BOGOTA – Militants, some of them wearing hoods, shut down a main thoroughfare in the Colombian capital for nearly two hours on Thursday, forcing municipal authorities to call in riot police after they announced a protest protocol mandating the deployment of “peace managers” in the event of protests.
The group attacked city buses and set fires to block traffic days ahead of planned nationwide protests against the social and economic policies of right-wing President Ivan Duque in a new phase of a mobilization that began last November.
Citing the death of student at the hands of police during a protest in late 2019, Bogota’s new mayor, Claudia Lopez, presented this week a new municipal protocol for handling protests.

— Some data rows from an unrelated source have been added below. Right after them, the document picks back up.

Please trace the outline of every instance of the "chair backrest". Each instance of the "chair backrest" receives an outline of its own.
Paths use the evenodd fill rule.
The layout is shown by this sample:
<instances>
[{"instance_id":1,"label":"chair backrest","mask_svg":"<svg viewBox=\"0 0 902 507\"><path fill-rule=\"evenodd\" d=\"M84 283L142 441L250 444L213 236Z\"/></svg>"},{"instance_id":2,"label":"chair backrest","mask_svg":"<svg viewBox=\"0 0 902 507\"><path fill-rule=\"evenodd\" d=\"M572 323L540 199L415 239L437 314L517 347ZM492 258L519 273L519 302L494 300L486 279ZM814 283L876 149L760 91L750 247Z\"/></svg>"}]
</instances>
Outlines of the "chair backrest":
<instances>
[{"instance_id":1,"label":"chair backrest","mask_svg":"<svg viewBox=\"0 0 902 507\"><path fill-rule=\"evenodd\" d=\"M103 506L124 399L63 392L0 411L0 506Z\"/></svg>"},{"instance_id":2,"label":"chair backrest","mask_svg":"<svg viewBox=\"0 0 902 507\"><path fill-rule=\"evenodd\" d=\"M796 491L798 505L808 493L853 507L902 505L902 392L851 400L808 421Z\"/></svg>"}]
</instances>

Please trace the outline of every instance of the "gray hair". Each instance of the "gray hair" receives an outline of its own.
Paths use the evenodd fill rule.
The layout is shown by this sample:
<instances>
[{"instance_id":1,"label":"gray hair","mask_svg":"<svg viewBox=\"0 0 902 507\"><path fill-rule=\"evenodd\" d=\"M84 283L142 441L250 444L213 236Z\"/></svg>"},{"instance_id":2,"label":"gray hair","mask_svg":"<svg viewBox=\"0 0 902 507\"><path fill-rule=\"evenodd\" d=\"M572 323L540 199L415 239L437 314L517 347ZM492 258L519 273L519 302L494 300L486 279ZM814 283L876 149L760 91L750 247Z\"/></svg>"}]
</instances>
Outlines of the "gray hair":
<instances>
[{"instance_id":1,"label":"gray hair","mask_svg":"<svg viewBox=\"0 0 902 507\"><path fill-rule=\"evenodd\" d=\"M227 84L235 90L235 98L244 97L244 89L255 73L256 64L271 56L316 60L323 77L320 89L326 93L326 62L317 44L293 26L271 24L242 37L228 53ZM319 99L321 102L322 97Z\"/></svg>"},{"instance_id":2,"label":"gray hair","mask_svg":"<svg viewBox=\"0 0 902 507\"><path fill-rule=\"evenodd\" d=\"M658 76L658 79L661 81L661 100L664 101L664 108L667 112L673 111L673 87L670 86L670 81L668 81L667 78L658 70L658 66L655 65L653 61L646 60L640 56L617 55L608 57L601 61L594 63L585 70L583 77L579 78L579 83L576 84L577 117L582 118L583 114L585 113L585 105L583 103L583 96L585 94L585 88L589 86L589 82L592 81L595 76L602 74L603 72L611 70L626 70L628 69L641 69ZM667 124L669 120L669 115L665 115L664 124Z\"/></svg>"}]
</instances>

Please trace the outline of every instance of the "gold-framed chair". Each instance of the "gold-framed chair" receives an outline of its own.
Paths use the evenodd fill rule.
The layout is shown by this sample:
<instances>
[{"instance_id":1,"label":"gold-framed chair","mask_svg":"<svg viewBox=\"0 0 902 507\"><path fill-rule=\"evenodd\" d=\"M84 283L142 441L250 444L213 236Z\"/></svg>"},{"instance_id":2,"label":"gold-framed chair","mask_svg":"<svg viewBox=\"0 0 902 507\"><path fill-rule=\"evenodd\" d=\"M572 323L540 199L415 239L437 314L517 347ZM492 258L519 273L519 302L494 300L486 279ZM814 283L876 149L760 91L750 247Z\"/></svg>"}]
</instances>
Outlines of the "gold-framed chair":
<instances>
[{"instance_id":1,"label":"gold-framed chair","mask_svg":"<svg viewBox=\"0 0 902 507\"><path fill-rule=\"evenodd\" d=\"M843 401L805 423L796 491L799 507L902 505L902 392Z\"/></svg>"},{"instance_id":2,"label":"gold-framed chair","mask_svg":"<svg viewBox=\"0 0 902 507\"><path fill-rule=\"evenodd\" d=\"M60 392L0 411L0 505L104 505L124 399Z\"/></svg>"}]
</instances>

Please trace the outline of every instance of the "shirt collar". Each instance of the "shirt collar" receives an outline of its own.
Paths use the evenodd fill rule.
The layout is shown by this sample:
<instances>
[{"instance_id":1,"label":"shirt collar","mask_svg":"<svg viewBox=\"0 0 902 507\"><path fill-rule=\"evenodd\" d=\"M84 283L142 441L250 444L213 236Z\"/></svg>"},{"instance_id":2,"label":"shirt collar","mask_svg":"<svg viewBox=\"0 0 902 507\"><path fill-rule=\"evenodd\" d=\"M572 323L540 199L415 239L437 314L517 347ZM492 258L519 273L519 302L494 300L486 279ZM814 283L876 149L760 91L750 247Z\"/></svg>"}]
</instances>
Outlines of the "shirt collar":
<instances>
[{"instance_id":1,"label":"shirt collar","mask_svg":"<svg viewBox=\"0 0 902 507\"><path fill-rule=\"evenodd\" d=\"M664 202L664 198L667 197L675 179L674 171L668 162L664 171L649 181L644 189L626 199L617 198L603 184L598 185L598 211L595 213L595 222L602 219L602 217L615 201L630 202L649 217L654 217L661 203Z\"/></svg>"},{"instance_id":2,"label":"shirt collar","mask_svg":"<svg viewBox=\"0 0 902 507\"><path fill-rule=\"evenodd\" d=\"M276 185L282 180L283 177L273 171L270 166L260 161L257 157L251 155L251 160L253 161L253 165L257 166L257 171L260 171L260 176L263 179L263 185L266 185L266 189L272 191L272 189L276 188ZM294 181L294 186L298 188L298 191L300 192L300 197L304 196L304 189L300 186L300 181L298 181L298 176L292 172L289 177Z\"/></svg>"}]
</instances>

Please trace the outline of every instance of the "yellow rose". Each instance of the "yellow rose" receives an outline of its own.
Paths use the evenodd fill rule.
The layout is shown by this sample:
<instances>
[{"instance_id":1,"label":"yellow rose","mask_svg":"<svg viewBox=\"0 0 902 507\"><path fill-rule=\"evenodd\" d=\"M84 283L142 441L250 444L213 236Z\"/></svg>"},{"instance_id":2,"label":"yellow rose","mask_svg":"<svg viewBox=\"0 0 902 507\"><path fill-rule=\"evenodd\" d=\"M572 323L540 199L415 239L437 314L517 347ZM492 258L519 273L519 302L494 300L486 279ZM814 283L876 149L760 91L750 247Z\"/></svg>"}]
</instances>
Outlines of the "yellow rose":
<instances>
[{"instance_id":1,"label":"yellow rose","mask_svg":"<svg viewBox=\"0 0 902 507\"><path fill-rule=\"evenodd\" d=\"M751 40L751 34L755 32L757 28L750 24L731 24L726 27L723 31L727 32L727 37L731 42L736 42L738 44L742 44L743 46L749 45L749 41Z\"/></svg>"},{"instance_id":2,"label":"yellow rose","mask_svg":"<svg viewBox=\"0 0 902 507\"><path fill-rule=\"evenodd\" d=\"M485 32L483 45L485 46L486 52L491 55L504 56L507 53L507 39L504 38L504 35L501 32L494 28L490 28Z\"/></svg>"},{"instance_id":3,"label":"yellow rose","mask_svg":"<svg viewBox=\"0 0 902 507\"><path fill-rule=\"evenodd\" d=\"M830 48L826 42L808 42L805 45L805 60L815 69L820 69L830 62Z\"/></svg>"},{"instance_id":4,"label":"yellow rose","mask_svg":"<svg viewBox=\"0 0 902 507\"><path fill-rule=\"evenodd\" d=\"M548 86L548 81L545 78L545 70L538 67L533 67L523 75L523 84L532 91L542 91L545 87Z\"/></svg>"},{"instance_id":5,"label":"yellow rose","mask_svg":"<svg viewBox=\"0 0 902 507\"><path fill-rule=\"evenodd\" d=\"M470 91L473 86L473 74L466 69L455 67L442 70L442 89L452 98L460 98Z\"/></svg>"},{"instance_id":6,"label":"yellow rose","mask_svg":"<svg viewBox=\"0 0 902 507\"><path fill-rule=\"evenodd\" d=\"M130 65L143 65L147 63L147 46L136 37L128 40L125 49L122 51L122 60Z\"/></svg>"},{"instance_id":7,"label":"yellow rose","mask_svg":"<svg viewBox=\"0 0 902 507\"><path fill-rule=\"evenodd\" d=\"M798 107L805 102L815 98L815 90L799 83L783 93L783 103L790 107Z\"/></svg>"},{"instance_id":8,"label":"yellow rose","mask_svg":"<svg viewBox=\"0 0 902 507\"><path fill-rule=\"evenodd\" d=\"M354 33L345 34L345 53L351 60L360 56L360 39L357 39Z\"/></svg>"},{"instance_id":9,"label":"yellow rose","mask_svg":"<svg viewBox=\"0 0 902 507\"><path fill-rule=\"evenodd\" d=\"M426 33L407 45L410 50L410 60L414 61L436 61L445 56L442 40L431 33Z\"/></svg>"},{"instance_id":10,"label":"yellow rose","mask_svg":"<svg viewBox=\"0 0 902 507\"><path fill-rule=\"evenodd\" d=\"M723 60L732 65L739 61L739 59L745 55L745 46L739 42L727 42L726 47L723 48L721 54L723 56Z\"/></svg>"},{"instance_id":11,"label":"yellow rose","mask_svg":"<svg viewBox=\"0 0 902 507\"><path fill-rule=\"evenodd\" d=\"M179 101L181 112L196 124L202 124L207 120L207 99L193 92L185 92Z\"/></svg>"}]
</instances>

“Esmad (the riot police) is not the regulator of citizen mobilizations, it is a shock organism of last resort, not first resort,” Lopez said Tuesday.
From now on, she added, Esmad will be deployed “only with the express authorization of the mayor.”
The Bogota mayoralty is Colombia’s second-most-important elective political post.
The city’s new procedure calls for responding to protests by deploying the mothers of demonstrators and police as “peace managers.”
If the managers are unable to preserve the peace, authorities will turn to Bogota’s Gestores de Convivencia, an existing corps of unarmed marshals that has had success in defusing tense situations in the past.
In the event of violence, Esmad will be brought in to restore calm.
Lopez’s top aide, Luis Ernesto Gomez, said at the scene of Thursday’s disturbances that the mayor decided to deploy Esmad because the militants refused “to re-establish transit.”
“We sought all mechanisms of dialogue and it was impossible to advance,” he said.
Once the riot police cleared the road, Lopez said that the protocol would remain in effect going forward.
Lopez, a leftist former senator, took office Jan. 1 and her first public address as Bogota mayor included a defense of the right of citizens to protest.